Do not forget your people throughout the process. They are so integral to this. I know that there is sort of a blanket assumption that the tech can do everything. It's not gonna move without the people. So all of these piece all of these pieces have to work together in order for AI to scale.
And when they come together, that's when you see the value become really visible and also deployable. So we just don't wanna see it, but we wanna be able to to leverage it and really use it.
Absolutely. And I just going back to what you were saying and thinking about KPIs from a human lens versus the system lens, a point I've made on the on the show in the past. But I I think it's when you're at your AI white belt, you know, all manual processes are the enemy, and you gotta go in there with lasers and get them out. And and and that's where you want the technology. Think when you get to your AI black belt, it becomes, no.
Manual processes were not the enemy. We need to be selective about what the manual processes are because that's the stuff that's front of mind. And
this No.
Yeah. Go going back to right what you were saying about training your people. We've talked a lot about KPIs really telling that story upstairs. Maybe thinking a little bit more about the team and the human resources that you're working with, small h, r. What should leaders do now to move from demos to deliverables when it comes to their human talent?
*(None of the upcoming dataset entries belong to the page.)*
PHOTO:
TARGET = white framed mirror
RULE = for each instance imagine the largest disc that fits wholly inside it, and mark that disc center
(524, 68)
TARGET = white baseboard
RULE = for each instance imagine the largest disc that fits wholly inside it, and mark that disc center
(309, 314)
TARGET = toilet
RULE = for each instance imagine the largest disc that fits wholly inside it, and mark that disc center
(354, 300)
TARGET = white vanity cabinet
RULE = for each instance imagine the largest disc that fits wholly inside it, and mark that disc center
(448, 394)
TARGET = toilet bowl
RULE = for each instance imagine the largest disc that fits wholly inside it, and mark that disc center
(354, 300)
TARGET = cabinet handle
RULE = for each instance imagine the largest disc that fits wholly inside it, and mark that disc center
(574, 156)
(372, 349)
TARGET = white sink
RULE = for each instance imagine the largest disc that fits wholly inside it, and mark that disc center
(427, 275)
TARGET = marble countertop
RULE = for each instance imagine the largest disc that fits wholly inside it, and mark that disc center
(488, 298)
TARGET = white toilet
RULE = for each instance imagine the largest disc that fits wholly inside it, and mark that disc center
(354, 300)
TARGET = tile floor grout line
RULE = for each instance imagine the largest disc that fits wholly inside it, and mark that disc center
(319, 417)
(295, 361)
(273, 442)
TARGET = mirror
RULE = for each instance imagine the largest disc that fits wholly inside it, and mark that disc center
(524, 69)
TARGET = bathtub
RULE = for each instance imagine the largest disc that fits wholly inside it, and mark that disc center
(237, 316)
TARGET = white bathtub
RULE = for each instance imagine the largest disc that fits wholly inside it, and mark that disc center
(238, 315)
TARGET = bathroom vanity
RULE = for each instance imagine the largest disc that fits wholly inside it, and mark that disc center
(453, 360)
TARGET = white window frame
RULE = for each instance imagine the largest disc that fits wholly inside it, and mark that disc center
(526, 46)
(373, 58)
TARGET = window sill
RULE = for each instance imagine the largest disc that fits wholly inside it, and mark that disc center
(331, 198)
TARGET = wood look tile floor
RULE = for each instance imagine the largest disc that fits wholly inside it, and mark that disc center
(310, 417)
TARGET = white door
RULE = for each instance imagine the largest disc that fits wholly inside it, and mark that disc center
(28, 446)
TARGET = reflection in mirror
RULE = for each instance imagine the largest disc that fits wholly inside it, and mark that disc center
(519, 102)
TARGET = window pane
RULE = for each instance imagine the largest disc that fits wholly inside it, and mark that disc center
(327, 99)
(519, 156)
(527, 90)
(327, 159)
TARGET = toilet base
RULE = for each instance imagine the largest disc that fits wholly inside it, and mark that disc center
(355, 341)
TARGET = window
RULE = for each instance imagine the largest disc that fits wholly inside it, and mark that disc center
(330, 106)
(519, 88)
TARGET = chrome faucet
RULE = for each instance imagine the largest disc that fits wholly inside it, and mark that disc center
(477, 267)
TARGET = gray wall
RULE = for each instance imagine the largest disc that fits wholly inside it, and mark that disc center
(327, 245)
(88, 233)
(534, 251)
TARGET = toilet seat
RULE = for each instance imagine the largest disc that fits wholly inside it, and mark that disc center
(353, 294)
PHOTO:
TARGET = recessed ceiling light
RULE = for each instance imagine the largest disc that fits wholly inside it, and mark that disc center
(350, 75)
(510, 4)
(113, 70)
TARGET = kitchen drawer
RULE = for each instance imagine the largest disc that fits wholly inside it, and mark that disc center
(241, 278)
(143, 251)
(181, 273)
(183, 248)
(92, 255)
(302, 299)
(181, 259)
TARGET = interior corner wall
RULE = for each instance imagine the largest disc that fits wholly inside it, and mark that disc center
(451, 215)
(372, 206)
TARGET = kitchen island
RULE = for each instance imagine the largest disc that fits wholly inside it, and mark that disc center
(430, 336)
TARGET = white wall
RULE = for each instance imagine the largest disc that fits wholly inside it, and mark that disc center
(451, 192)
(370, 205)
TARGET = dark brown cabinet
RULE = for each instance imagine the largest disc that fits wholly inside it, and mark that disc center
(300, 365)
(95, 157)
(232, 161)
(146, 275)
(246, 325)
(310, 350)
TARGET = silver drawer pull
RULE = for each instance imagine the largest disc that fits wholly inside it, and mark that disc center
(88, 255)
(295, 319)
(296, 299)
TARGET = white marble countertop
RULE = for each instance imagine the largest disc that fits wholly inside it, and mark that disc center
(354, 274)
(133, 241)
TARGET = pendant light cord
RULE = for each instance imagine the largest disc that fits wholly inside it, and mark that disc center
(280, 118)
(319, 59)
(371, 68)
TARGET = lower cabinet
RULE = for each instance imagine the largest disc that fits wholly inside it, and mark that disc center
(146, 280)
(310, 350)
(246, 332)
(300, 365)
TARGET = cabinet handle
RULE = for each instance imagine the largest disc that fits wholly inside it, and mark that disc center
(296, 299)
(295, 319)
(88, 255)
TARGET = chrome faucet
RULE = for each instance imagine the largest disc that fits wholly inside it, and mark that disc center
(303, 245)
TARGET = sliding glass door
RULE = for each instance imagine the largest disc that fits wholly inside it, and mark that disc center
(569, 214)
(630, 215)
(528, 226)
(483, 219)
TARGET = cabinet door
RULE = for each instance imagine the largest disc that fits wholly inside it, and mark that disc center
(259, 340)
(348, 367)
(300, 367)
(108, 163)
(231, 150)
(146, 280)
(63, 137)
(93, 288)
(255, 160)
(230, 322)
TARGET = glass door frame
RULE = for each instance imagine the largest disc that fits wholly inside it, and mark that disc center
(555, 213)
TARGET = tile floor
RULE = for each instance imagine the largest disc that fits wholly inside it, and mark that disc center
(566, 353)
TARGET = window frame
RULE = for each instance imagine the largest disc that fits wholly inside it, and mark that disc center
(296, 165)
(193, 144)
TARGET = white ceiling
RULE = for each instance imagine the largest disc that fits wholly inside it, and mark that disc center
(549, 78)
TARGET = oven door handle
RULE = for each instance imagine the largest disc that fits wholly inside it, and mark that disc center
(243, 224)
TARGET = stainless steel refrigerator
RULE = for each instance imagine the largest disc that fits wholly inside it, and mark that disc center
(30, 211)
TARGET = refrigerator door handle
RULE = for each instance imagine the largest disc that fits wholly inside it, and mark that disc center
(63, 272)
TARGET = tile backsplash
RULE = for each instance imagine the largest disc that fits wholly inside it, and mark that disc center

That is a good a good question. It really you gotta start from the beginning like you do for any major transformation within your company. You really need to start thinking about your AI literacy and your AI fluency within the company. Larger companies right now, what what I think they're typically used to is that you you have something big in you that, you know, comes into the enterprise and it's something that you want, that you know you're gonna spend a lot of money on and that is gonna touch all areas of your business. And you say, well, let's go to L and D and let's kind of spin up a lot of training for folks to become literate in whatever this thing is.
And I think that that is a good start, but you can't stop there. The I mean, just in the nature of how we started this conversation, Matt, right? Like, when we think about it, you were like, well, you know, things are moving so quickly. Like, you know, this this was the conversation before, and now we're talking Adjentic, and we're talking this. You can't you have to the l and d piece of this, you have to ground people in the fundamentals.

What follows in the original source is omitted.